The new national children’s hospital could break the Government if it fails.
Poppies, buddleia, acres of car-parking and a few clapped-out hospital buildings – there’s little to indicate that this land at the back of St James’s Hospital may soon become the biggest building site in the State.
We're standing on the roof of the old Hospital 7 in St James's – the patients have been moved elsewhere – and I'm trying to imagine the creation of a high- rise, world-class hospital for the sick children of Ireland arising from this jumble.
John Pollock, project director for the team building the national paediatric hospital, has his own vision of how this project will evolve and he's convinced we're in the right place. "This is a cracking site in the middle of the city. In agricultural terms, it's a small farm, a quarter mile from one end to the other."
Years after a new national children’s hospital was first mooted, this is as far as the project has got. There’s a boring machine taking soil samples and a few billboards promising to “work together for our children’s future”. Sick children and their parents shouldn’t hold their breaths. Real progress has to await the granting of planning permission – if it is granted – over a year hence.
Design team
The design team will be confirmed shortly, but Pollock’s team has done the preparatory work. They’ve surveyed the site, the traffic situation, even the bat population (there is none). The buildings on site are being emptied and a “multifaith centre is being built to replace a soon-to-be-demolished 19th- century chapel.

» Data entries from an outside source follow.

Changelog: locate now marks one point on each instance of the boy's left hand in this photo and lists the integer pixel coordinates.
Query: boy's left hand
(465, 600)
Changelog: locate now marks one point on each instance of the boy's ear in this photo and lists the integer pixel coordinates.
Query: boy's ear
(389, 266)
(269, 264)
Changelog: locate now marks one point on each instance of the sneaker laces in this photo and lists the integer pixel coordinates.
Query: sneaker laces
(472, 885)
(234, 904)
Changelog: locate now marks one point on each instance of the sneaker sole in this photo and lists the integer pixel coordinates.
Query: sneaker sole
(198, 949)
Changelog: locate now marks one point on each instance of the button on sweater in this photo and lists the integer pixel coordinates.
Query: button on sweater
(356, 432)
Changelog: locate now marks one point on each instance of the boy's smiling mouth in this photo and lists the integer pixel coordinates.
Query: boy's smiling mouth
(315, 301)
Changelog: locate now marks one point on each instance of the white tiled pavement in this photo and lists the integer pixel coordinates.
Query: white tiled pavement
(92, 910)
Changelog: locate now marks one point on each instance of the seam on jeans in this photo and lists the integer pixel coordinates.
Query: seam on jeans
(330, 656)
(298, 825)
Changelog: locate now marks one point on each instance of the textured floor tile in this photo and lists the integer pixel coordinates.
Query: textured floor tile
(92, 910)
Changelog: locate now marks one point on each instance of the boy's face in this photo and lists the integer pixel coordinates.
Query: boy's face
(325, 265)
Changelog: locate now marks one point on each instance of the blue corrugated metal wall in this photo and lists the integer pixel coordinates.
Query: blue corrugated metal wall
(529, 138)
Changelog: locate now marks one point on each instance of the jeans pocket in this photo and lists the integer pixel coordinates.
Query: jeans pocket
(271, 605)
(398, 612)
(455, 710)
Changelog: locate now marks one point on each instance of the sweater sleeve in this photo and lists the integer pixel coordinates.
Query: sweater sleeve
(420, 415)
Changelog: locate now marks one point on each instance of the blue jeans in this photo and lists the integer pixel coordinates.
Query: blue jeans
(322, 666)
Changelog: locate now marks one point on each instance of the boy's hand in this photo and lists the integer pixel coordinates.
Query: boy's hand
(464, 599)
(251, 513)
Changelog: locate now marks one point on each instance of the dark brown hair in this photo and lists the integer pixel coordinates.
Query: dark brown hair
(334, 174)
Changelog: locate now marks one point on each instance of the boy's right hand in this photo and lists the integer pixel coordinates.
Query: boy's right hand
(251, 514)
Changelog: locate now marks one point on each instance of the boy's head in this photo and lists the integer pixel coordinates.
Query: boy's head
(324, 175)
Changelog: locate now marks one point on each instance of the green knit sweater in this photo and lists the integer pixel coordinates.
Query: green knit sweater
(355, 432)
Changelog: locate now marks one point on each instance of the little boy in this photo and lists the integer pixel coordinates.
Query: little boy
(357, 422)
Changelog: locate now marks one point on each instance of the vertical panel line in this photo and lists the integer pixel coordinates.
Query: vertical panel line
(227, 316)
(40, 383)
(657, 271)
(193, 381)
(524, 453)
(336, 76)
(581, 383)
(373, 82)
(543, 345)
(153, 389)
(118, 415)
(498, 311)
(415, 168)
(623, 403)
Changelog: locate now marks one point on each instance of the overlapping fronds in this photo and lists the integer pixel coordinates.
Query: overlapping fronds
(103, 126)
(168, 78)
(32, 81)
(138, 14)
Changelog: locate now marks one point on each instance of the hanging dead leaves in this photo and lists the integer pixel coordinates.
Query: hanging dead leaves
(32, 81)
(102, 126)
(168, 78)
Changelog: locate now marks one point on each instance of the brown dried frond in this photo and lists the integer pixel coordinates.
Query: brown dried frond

After many false starts, most notably the failed planning application for the Mater site, the hospital is now on track in the right location, Pollock maintains. “This site is large. That’s the lesson we learned from the Mater; it didn’t fail because of traffic or medical issues, because of over-densification.”
Because his site is twice as large, Pollock believes a seven- to eight-storey building will accommodate the new hospital, compared to the 16-storey behemoth planned at the Mater. That should pass muster with the planners, he says. Unlike the Mater, the current project has the full cost of €650 million committed by the Government.
Pollock spent 30 years in civil engineering and when the downturn hit, he shifted his work to the Middle East, building medical facilities in Saudi Arabia. That experience is now being brought to bear on the Government's flagship project; if it doesn't work out, and planning permission is refused at the end of next year, it could end up scuppering the Government itself. That's not a scenario Pollock envisages happening, as he responds to the arguments that have been thrown up in opposition to this site.
Concerns
The Drimnagh sewer, which runs under the land, will be left in place and built around, he says, though the design team will make the final decision.
“It’s two pipes. To listen to Jonathan [Irwin, chief executive of Jack & Jill charity, a firm opponent of the site], it’s like moving the port tunnel.”
A more substantial concern is traffic. There are already almost 1,500 parking spaces in St James’s, most of them for staff, and another 1,000 spaces for patients of the children’s hospital are envisaged. Yet access is tight and the approach roads frequently clogged.
Pollock blames morning and evening traffic jams around the existing hospital on the large numbers of staff commuting to and from work.
“The business of the HSE and of hospitals is healthcare, not car parks. I’m not saying it’s the easiest site to get to, but it’s not about a building, it’s about children’s lives and clinical outcomes. The idea we would protect so much valuable land just for staff parking doesn’t make sense,” he says.
Adequate parking
There will be adequate parking for patients, so that sick children can make it to the hospital unimpeded. Pollock makes the point that, currently, “people are not dying on the roads” because they can’t get to the adult hospital.
The other main criticism of St James’s is the absence of a maternity hospital on the campus, though the Coombe is down the road. Pollock says the vast majority of patient movements from maternity hospitals to children’s hospitals are pre-planned, rather than emergency situations.
St James’s is home to 13 medical specialities, against one in the Mater and two in Beaumont, he points out, so children will benefit from the proximity of high-class care in areas such as plastic surgery, burns and cardio-thoracic medicine.
Another acre or so, currently a car park, is being ringfenced for a maternity hospital, though it is likely to be years before this project gets off the ground.
The aim is to complete building the children’s hospital “by the end of 2018”.